The inside-out experiments presented in Figure 5 (and Figure 5-suppement figure 1) clearly show that TMYX antagonizes the direct action of cAMP on f-channels. However, we could not exclude that in the wholecell condition the action of TMYYX could be, either directly or indirectly, influenced by the activity of PKA. As stated in the Answer 2 to Reviewer 1 we believe that a complete study on the action of TMYX on other targets (such as PKA) should be thoroughly explored once the active molecule responsible for the effect on the I_f current will be isolated.

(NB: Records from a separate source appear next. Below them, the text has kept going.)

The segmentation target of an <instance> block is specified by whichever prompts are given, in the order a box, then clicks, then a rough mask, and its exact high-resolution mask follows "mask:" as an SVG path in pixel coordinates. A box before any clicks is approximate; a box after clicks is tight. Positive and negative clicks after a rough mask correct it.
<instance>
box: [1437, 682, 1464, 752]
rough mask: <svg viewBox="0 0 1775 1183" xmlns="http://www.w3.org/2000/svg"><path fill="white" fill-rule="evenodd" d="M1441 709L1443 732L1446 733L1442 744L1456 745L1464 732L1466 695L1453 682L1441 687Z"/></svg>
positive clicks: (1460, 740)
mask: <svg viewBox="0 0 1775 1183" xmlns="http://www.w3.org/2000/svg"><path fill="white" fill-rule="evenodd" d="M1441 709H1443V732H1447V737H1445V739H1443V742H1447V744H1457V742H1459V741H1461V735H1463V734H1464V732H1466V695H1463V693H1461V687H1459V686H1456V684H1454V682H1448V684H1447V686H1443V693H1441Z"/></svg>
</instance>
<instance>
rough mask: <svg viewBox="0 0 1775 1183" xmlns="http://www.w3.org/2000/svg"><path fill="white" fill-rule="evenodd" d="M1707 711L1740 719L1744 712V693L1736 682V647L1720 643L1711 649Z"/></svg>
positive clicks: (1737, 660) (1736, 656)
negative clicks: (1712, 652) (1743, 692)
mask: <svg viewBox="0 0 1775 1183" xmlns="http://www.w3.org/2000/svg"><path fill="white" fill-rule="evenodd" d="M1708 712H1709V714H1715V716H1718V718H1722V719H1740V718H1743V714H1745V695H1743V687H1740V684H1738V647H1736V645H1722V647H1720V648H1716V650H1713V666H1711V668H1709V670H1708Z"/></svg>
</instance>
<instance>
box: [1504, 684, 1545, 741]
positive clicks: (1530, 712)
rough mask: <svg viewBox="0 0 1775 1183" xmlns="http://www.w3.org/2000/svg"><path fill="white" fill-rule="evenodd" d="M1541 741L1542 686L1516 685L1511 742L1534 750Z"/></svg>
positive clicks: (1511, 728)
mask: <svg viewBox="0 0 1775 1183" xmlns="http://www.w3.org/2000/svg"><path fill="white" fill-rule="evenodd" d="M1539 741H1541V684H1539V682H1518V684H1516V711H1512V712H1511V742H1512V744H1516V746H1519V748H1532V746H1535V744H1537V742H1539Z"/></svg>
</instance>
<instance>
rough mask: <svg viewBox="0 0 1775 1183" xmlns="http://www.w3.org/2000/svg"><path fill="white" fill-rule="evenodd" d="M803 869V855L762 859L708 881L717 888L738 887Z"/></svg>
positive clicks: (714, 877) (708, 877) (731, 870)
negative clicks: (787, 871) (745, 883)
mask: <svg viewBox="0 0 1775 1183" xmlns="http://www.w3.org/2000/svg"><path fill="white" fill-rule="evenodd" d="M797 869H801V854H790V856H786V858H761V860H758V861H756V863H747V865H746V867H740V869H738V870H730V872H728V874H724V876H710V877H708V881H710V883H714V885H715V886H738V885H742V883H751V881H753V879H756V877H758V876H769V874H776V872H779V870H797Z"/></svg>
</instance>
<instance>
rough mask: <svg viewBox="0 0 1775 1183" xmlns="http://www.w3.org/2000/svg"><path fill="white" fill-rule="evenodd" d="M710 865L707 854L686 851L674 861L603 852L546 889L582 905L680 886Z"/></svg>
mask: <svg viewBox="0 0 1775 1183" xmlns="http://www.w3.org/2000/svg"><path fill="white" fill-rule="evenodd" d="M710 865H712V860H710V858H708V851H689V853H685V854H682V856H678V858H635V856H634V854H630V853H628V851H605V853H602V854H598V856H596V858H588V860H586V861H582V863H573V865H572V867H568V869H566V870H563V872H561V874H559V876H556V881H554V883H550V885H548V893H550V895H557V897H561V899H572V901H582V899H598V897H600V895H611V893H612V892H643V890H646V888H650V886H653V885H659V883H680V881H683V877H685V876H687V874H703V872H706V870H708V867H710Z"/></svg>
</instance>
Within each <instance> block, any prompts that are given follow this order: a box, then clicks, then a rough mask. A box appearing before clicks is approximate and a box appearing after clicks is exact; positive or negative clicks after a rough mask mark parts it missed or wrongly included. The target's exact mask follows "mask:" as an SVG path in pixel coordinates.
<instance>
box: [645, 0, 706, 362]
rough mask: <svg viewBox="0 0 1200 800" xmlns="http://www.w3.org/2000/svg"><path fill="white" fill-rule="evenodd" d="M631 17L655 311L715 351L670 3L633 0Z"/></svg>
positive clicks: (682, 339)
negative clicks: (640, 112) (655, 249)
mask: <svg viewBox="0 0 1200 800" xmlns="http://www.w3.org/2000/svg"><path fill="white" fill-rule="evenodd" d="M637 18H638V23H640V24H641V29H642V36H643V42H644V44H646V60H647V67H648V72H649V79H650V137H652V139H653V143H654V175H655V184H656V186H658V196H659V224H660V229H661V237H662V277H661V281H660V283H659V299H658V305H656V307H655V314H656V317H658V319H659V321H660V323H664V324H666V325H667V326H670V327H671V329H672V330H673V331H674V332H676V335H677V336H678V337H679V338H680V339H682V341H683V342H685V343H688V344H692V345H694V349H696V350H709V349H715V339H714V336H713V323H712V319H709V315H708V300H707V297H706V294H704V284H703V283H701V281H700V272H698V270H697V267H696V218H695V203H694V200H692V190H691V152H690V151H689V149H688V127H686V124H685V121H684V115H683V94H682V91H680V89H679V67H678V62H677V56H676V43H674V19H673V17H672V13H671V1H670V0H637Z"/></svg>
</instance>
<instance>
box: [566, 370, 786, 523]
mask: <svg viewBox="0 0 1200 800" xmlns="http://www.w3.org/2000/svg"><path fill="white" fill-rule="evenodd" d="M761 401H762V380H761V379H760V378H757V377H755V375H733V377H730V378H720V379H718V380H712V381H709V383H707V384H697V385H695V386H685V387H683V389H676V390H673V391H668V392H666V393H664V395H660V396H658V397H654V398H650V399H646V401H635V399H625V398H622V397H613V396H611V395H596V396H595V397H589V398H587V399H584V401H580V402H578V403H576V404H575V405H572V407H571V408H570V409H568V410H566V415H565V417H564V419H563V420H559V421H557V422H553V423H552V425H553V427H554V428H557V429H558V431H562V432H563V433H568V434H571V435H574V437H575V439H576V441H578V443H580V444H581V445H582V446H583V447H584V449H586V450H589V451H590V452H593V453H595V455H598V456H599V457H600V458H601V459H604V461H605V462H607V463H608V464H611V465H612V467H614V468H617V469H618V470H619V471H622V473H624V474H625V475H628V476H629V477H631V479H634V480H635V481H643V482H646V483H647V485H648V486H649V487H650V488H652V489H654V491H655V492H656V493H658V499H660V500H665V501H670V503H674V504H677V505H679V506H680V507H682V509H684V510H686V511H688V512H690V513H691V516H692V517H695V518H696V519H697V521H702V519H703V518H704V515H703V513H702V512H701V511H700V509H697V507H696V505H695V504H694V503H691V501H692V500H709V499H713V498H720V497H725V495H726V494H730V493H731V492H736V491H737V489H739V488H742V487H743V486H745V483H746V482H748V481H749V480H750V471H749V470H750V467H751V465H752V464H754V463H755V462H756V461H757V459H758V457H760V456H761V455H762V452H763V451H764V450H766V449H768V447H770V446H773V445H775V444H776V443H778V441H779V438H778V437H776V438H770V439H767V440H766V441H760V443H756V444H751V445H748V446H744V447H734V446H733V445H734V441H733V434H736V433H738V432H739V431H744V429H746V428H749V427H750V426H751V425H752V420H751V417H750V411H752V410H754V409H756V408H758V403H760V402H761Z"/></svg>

However, since PKA modulates f-currents we followed the reviewer’s suggestion and we tested whether the effect of TMYX on SAN cell rate may also partly depend on an inhibitory action on PKA. We recorded spontaneous action potentials from SAN cells and we compared the effects of TMYX alone and in combination with the PKA inhibitor H-89. We chose to use a concentration of H-89 of 1 µM to avoid the unspecific effects of H-89. Indeed, the product information

(https://www.sigmaaldrich.com/IT/it/product/mm/371963m?gclid=Cj0KCQiA0eOPBhCGARIsAFIwTs6s1Q4e1GdhTbJSTpeJvthqYX3DqPgYsn0uE5Npembinformaitnwybs1JNqHe8oaAnGwEALw_wcB) provides the following Ki values: PKA: 48 nM; CaMKII: 29.7 µM; PKC:31.7 µM, therefore at 1 µM H-89 exert its effects on PKA with minimal or no effects on PKC and CAMKII.

Our experiment clearly demonstrates that the effects of TMYX assessed prior to (-27.5%) and in the presence of H-89 (-27.6%) are not different. These data are now inserted in the novel Figure 3-supplement figure 2 and discussed in the Result and Discussion sections (Pages 7, lines 168-175 and Page 12/13 lines 314-315) (in grey). This experiment excludes that at rest PKA inhibition influences the inhibitory action of TMYX on rate.

6) What is dose range of TMYX for in vivo treatment?

The suggested dose for human in-vivo treatment is generally 4-8 grams qd for 8 weeks. This information was communicated by the Chinese partners and also reported by Fan et al., doi 10.1016/j.jep.2021.114106. This information is now mentioned on Page 3, line 71 (in grey).

Reviewer #3 (Recommendations for the authors):

The western scientific world is waking up to the therapeutic utility of multi-component medications developed in East Asia over thousands of years. The therapies differ from most western remedies in combining very many chemicals in mixtures that are thought to act in complementary ways, instead of relying on a single chemical to exert the therapeutic effects. This paper applies rigorous experimental procedures to reveal the cellular processes by which the 5 herbal mixed medication known as TMYX exerts its potentially beneficial slowing of the heart. The article is an excellent example of how East Asian traditional medicine can be understood in western scientific terms and so contributes greatly to medical understanding of an important traditional medication.

The paper is ready for publication.

We thank the reviewer for his kind appreciation of our study. We have now modified the Materials and methods section to provide the latin names (and when possible also the common names), the part of the plants from which the extracts are made, and the relative abundance (%) of each of the 11 components of TMYX. This part now appears in the Materials and methods section. Page 18, lines 408-416 (in grey).